Les outils de prévision, modélisation du risque et remontée d’alerte sont intégrés aux processus de gestion du risque en Occitanie, impliquant notamment la préfecture de l’Hérault en liaison avec le CNRS et les services de sécurité civile.
L’amplitude du tsunami généré augmente avec la magnitude du séisme. A partir d’une magnitude 8, le séisme peut générer un tsunami potentiellement dévastateur au niveau d’une mer ou d’un bassin océanique.

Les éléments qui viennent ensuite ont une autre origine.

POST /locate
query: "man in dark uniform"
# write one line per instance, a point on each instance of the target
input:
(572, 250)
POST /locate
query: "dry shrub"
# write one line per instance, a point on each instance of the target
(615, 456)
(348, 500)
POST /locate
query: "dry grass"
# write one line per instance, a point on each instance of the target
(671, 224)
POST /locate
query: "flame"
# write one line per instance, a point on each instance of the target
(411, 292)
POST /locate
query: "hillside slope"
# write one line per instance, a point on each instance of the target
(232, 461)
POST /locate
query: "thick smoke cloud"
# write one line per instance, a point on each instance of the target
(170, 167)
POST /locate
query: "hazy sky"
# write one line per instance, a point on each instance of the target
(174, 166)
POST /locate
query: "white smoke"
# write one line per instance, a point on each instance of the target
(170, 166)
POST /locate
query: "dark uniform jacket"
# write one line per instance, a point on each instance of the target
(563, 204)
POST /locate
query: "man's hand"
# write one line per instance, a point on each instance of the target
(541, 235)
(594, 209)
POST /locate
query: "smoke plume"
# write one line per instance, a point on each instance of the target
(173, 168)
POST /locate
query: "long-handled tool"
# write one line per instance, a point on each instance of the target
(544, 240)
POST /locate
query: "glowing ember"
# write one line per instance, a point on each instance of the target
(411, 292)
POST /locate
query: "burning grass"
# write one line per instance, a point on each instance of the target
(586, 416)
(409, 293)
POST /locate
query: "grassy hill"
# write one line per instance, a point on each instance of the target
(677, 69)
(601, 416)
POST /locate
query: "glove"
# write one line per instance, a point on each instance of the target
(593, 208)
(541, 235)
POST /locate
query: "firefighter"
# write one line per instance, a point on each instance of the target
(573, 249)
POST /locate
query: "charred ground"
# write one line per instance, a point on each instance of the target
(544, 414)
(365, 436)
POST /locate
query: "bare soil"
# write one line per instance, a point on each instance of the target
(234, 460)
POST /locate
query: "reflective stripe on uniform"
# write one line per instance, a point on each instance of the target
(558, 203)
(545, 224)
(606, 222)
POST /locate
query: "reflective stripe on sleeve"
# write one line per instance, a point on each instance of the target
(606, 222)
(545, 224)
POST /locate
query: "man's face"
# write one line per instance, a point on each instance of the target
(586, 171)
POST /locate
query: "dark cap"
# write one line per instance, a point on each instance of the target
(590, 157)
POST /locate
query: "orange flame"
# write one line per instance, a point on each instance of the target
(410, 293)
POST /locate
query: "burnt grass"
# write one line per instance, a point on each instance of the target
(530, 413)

Les plages, ports et secteurs littoraux de Hérault, même si peu exposés, sont concernés par une culture de vigilance intégrée aux plans communaux de sauvegarde pour anticiper toute montée rapide des eaux.
La France continentale, notamment la côte atlantique, reste vulnérable à des tsunamis transatlantiques, comme celui de 1755 suite au séisme de Lisbonne.
À Sète et dans les zones portuaires voisines, le réflexe conseillé en cas d’évacuation tsunami est de gagner immédiatement les points hauts identifiés ou les étages supérieurs des bâtiments solides, sans attendre d’alerte officielle.
Un tsunami est provoqué par un séisme sous marin ou côtier se produisant à faible profondeur (moins de 50 km de profondeur) et possédant une magnitude d’au moins 6,5.
Le centre français d’alerte aux tsunamis (CENALT) est chargé de détecter toute onde exceptionnelle en Méditerranée et d’envoyer un message aux préfectures, dont celle de l’Hérault, dans un délai très court.